🤖 AI Summary
A major automaker analytics team rebuilt a years‑long warranty-claim classification pipeline by replacing slow, expensive supervised models and thousands of brittle SQL rules with a prompt-driven LLM workflow. After building a 9‑stage preprocessing pipeline, hand-labeling hundreds to thousands of examples per symptom, and validating TF‑IDF+XGBoost as a strong baseline on heavily imbalanced data, the team benchmarked six frontier LLMs (using PR AUC as the primary metric, plus MCC and F1). Early LLMs (GPT‑3.5) were unusable, but modern models were faster, cheaper, and surprisingly capable.

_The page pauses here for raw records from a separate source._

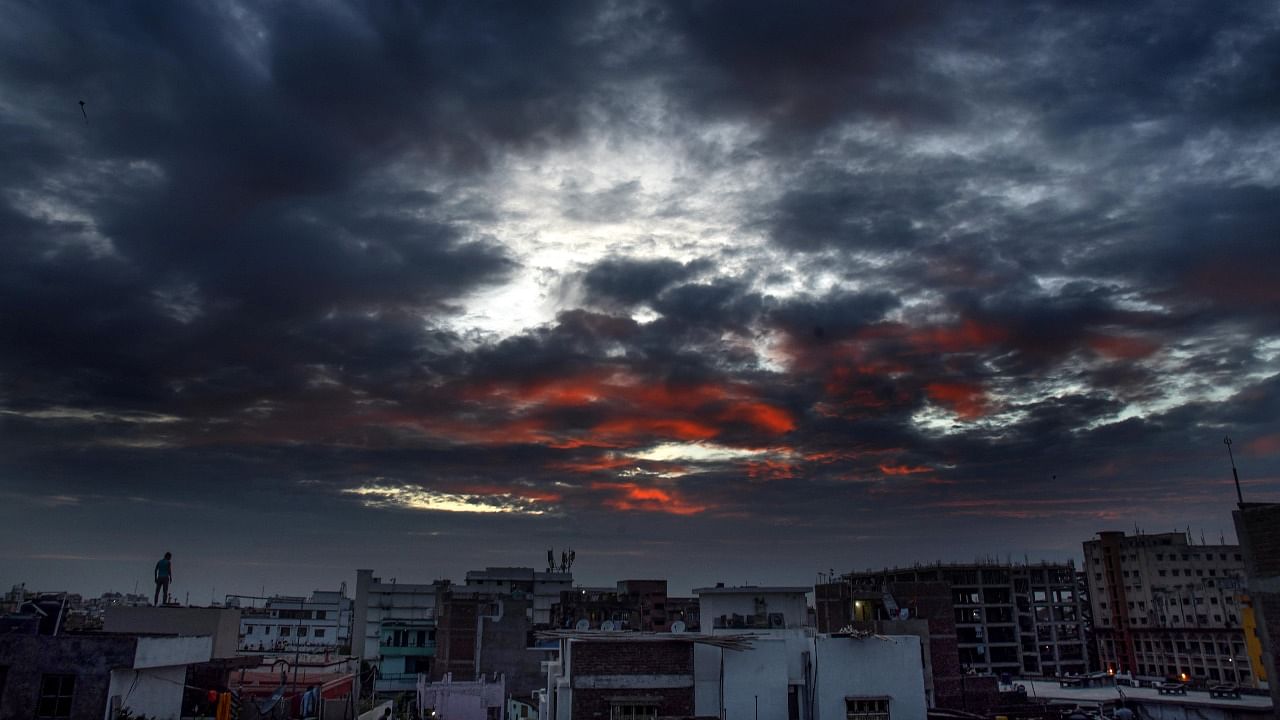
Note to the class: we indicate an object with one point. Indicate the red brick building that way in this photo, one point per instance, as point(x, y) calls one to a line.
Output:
point(630, 679)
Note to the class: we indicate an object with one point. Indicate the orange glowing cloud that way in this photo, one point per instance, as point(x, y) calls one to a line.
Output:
point(769, 470)
point(965, 400)
point(764, 417)
point(904, 469)
point(689, 431)
point(634, 497)
point(638, 410)
point(513, 491)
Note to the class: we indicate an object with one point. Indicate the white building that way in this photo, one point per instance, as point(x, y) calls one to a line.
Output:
point(474, 700)
point(154, 683)
point(794, 671)
point(544, 588)
point(1168, 609)
point(786, 670)
point(310, 624)
point(393, 628)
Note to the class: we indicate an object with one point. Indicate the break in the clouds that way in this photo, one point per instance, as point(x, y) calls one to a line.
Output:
point(704, 288)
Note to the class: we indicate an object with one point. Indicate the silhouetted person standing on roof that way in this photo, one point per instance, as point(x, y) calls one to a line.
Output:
point(164, 575)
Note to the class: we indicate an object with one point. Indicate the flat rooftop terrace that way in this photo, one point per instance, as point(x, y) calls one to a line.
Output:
point(1051, 689)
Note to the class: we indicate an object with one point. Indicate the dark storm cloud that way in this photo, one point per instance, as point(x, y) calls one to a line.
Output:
point(804, 67)
point(629, 281)
point(926, 267)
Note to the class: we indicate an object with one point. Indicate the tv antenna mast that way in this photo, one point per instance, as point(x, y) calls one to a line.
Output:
point(1235, 473)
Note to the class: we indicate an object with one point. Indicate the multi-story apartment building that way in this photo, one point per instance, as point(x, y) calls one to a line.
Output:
point(397, 627)
point(310, 624)
point(1166, 607)
point(393, 628)
point(543, 588)
point(631, 605)
point(1016, 619)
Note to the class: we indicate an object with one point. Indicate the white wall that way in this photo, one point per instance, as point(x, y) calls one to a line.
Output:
point(155, 692)
point(869, 668)
point(758, 675)
point(163, 652)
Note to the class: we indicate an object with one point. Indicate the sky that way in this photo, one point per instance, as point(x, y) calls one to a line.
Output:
point(711, 291)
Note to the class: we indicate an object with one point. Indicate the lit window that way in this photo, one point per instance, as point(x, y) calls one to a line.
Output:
point(630, 711)
point(865, 709)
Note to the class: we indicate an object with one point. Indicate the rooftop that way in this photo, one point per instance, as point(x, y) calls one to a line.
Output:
point(1051, 689)
point(755, 589)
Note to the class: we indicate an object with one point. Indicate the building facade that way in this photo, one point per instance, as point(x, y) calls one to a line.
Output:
point(309, 624)
point(95, 674)
point(1168, 609)
point(393, 628)
point(1018, 619)
point(631, 605)
point(543, 588)
point(1258, 528)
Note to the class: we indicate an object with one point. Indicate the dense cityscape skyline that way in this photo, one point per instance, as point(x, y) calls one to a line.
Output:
point(718, 291)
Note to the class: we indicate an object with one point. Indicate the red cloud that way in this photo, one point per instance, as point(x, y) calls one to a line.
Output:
point(631, 496)
point(904, 469)
point(965, 400)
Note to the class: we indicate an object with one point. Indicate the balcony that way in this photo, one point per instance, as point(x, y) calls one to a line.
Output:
point(407, 651)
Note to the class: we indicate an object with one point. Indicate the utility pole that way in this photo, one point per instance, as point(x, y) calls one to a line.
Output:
point(1235, 473)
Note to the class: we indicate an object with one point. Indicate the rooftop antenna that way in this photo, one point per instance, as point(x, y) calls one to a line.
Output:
point(1235, 473)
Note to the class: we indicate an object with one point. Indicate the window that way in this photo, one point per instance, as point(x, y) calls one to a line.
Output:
point(865, 709)
point(629, 711)
point(55, 696)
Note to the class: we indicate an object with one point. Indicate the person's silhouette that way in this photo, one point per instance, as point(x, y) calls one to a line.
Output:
point(164, 575)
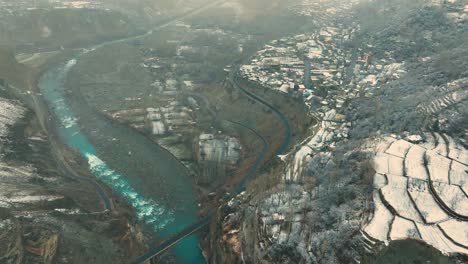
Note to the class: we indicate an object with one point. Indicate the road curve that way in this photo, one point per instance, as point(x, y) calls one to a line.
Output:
point(186, 232)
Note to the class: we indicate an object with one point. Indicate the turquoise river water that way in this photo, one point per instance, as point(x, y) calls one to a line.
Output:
point(164, 220)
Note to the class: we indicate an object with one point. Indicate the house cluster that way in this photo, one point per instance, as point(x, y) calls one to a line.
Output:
point(164, 83)
point(321, 9)
point(18, 7)
point(159, 120)
point(219, 148)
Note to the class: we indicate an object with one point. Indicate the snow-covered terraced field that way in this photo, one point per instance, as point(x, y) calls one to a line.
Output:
point(420, 193)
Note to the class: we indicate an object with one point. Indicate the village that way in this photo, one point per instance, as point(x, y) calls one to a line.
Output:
point(318, 69)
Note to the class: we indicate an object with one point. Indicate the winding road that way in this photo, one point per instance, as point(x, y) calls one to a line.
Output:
point(186, 232)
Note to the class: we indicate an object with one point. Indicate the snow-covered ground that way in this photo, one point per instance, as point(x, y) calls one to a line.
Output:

Nova Lite (cost ~$0.06 per 1M tokens, PR AUC ~0.716) was chosen as the best value and, after six rounds of iterative prompt tuning that used LLM-generated reasoning traces and a larger model to refine prompts, matched or beat XGBoost on 4 of 5 symptom categories (notably a 35‑point gain on “cut‑chip”).
The significance: this shows classification can shift from data‑centric (months/years of annotation and pipeline engineering) to instruction‑centric development, dramatically reducing time-to-deploy for drifting taxonomies or low‑label regimes. Key technical takeaways: benchmark with PR AUC on skewed data, use reasoning traces to guide prompt refinement, and weigh cost/performance (Nova Lite’s price-performance made iterative prompting practical). Supervised models remain preferable with stable targets and millions of labels, but LLM prompting is a powerful alternative when labels are scarce or requirements change rapidly.